WP_HTML_Block: keep innerHTML as a string #2

mcsf · 2016-12-20T23:25:07Z

HTML blocks are essentially unidentified, unsupported, or simply DIY blocks. As such, we don't want to parse their contents. Instead, we want to preserve the contents verbatim.

<!-- wp:html -->
<div class="custom-stuff">
  <canvas></canvas>
  <p>Look, Ma, canvas!</p>
</div>
<!-- /wp -->

yields

{
  "type": "WP_Block",
  "blockType": "html",
  "innerHTML": "\n<div class=\"custom-stuff\">\n  <canvas></canvas>\n  <p>Look, Ma, canvas!</p>\n</div>\n"
}

HTML blocks are essentially unidentified, unsupported, or simply DIY blocks. As such, we don't want to parse their contents. Instead, we want to preserve the contents verbatim.

dmsnell · 2016-12-20T23:48:47Z

@mcsf I'm not sure how I feel about this approach which ends up doing more application-level parsing. It makes me nervous about feature creep and bloat, though I'm not diametrically opposed to it.

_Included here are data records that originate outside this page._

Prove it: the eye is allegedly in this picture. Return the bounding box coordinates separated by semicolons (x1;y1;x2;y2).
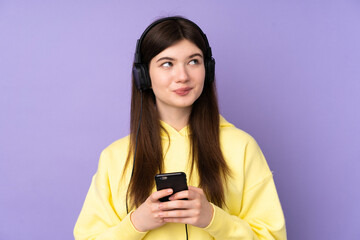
161;62;173;68
189;59;199;65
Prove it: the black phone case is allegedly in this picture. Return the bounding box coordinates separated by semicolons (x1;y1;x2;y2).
155;172;188;202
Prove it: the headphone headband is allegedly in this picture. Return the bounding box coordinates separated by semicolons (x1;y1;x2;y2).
132;16;215;91
134;16;212;63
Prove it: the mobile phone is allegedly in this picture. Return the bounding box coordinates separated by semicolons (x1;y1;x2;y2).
155;172;188;202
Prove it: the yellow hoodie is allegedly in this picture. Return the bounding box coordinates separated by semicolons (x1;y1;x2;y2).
74;117;286;240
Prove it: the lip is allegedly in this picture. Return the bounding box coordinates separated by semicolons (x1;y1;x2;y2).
174;87;192;96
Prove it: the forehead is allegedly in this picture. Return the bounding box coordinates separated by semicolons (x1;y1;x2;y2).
154;39;203;59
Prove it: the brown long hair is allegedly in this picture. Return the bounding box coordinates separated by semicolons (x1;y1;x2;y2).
124;18;230;207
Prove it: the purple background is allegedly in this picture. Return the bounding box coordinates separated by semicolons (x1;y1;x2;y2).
0;0;360;240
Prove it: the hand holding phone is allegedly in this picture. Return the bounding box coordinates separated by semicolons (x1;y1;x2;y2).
155;172;188;202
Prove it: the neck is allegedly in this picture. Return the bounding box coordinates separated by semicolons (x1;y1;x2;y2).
158;107;191;131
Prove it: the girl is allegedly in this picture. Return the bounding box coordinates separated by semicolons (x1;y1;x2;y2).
74;17;286;240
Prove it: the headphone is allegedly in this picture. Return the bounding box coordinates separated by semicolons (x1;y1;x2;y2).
132;17;215;91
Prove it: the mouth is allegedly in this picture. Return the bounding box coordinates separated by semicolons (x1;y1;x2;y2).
174;87;192;96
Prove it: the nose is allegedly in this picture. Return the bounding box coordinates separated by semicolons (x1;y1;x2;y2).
176;65;189;82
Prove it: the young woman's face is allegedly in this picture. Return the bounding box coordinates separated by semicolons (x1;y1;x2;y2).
149;40;205;113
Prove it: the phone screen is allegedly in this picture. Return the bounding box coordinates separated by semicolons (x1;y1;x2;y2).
155;172;188;202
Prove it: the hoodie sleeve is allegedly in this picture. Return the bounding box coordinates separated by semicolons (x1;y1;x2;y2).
205;138;286;240
74;151;146;240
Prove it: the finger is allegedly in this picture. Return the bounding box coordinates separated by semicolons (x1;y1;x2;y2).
159;209;199;219
159;200;193;211
169;190;190;201
150;188;173;202
188;186;204;194
163;217;192;224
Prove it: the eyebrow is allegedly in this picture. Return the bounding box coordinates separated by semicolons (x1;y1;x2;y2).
156;53;203;62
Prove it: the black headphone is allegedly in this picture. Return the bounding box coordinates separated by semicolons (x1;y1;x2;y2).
132;17;215;91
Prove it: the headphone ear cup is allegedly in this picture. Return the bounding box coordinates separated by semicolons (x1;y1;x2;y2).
205;57;215;83
132;63;151;91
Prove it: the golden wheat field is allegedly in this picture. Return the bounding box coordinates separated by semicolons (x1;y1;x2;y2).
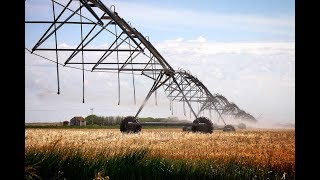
25;129;295;169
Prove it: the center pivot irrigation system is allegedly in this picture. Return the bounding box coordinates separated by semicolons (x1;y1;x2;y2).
25;0;256;133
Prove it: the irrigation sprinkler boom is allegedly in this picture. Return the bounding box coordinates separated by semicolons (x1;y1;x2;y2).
25;0;256;132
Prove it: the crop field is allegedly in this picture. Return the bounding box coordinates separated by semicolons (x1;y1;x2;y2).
25;128;295;179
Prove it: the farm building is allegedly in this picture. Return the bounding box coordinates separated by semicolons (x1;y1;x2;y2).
62;121;69;126
70;116;86;126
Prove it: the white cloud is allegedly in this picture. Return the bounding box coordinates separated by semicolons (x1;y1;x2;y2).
26;37;295;124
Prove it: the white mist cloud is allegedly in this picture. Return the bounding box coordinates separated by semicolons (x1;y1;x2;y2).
26;37;295;124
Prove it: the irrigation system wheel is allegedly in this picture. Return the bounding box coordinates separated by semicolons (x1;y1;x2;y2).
120;116;141;133
192;117;213;133
223;125;236;132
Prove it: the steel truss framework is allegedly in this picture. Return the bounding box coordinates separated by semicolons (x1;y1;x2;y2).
25;0;256;124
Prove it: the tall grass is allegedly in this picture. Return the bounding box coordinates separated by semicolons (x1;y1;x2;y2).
25;149;294;179
25;129;295;179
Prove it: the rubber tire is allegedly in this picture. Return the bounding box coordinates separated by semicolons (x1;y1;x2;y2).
120;116;141;133
223;125;236;132
192;117;213;133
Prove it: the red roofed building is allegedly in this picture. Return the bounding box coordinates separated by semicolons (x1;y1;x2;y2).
70;116;86;126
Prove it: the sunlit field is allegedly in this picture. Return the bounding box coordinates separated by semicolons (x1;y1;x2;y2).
25;128;295;179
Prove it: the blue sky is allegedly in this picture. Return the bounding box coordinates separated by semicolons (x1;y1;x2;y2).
25;0;295;127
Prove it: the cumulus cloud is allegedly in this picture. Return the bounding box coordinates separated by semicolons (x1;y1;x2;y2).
26;37;295;125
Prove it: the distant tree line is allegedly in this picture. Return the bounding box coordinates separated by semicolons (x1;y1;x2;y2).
85;115;179;126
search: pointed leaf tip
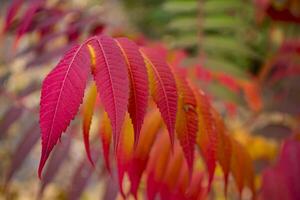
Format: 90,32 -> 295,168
38,45 -> 90,175
140,48 -> 178,147
90,35 -> 129,152
82,83 -> 97,167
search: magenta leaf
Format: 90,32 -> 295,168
87,35 -> 129,150
116,38 -> 148,146
38,44 -> 90,177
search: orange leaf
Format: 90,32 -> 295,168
99,112 -> 112,172
116,113 -> 134,198
174,69 -> 198,175
141,48 -> 178,144
128,110 -> 162,197
211,109 -> 231,194
82,83 -> 97,166
194,89 -> 217,189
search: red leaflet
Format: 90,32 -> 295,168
91,35 -> 129,151
3,0 -> 24,33
5,123 -> 40,184
215,73 -> 240,93
116,38 -> 148,146
66,147 -> 100,200
160,141 -> 184,199
194,89 -> 217,190
38,133 -> 75,199
99,112 -> 112,172
174,70 -> 198,175
0,106 -> 23,140
82,83 -> 97,166
141,48 -> 178,144
260,139 -> 300,200
38,45 -> 90,177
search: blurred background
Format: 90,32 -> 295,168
0,0 -> 300,199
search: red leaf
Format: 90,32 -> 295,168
260,139 -> 300,200
38,45 -> 90,177
99,112 -> 112,172
175,71 -> 198,175
5,123 -> 40,184
231,138 -> 255,199
194,89 -> 217,190
128,110 -> 162,197
82,83 -> 97,166
0,106 -> 23,139
141,48 -> 177,144
2,0 -> 24,33
38,132 -> 74,199
91,35 -> 129,151
116,38 -> 148,146
147,132 -> 171,200
14,0 -> 43,49
66,148 -> 100,200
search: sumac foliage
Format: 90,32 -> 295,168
39,34 -> 255,199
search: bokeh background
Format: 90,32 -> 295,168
0,0 -> 300,199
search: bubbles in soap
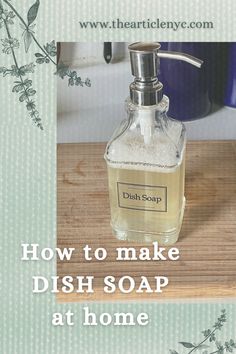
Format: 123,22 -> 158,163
108,122 -> 182,172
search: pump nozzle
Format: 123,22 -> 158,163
129,42 -> 203,106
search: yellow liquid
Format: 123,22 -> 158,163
108,159 -> 185,245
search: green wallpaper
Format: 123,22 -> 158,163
0,0 -> 236,354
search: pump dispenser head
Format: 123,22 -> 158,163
129,42 -> 203,106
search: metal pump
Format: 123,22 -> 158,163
129,42 -> 203,106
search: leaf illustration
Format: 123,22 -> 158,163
12,83 -> 24,92
179,342 -> 195,348
27,89 -> 36,96
19,92 -> 28,102
24,31 -> 32,53
27,0 -> 40,26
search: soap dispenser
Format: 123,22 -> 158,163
104,42 -> 203,245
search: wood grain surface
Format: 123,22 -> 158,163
57,141 -> 236,302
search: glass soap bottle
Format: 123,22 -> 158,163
104,42 -> 202,245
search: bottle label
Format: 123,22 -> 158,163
117,182 -> 167,212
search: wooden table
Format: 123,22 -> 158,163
57,141 -> 236,302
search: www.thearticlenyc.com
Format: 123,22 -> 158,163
79,18 -> 214,31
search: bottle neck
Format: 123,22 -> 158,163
130,77 -> 163,106
126,96 -> 169,144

The parser (or maybe we should more aptly call it a lexer at this point) already handles html blocks and provides an output that's easy to process.

{
	type: 'block',
	blockType: 'html',
	value: '…'
}

mtias · 2016-12-21T15:53:12Z

@dmsnell isn't the current parser trying to break the html block into children, etc?

      {
        "type": "HTML_Tag",
        "name": "div",
        "attrs": {
          "class": "custom-stuff"
        },
        "startText": "<div class=\"custom-stuff\">",
        "endText": "</canvas>",
        "children": [
          {
            "type": "Text",
            "value": "\n  "
          },
          {
            "type": "HTML_Tag_Open",
            "name": "canvas",
            "attrs": {},
            "text": "<canvas>"
          }
        ]
      }

I was thinking we would parse HTML blocks as a single string value.

dmsnell · 2016-12-21T16:41:29Z

@mtias yeah we're parsing inside of the blocks and allowing for nested blocks. In Slack @mcsf and I discussed something I did with the Simplenote parser which I plan to add here, which is a rawContent property on each node containing the fully-contained string inside the entity. This would provide for us both a nested parse and quick access to the plain-text string.

nb · 2016-12-21T17:22:12Z

Whether we pre-parse it very much depends on what’s the plan to do with the HTML fragment. Is it used for the ultimate source-of-truth? Is it used as a cache for the rendered component? Or sometimes one, sometimes the other? Do we need to parse it back to structured data? What should the experience of a developer working writing a block be?

dmsnell · 2016-12-21T19:58:21Z

@nb good question. personally I like to consider the stored post content as the serialized form of the data, which happens to use a bulky and displayable syntax - HTML.

at this point I wouldn't see much reason why we couldn't also enforce a certain wellformedness in that HTML to make things smooth with the experience. the developer's job would be to guarantee that nothing is funny about the HTML he or she chooses to serialize.

still, I think that having the structure is more valuable than having the raw text. if I were writing some block I would prefer to check something like block.children.containsBlock( 'caption' ) than to do more parsing client-side. in other words, I would hope that by the time this hits the "editor" of the block then the HTML would vanish and only the data would be leftover

nb · 2016-12-22T09:10:55Z

at this point I wouldn't see much reason why we couldn't also enforce a certain wellformedness

What happens if somebody edits the HTML by hand?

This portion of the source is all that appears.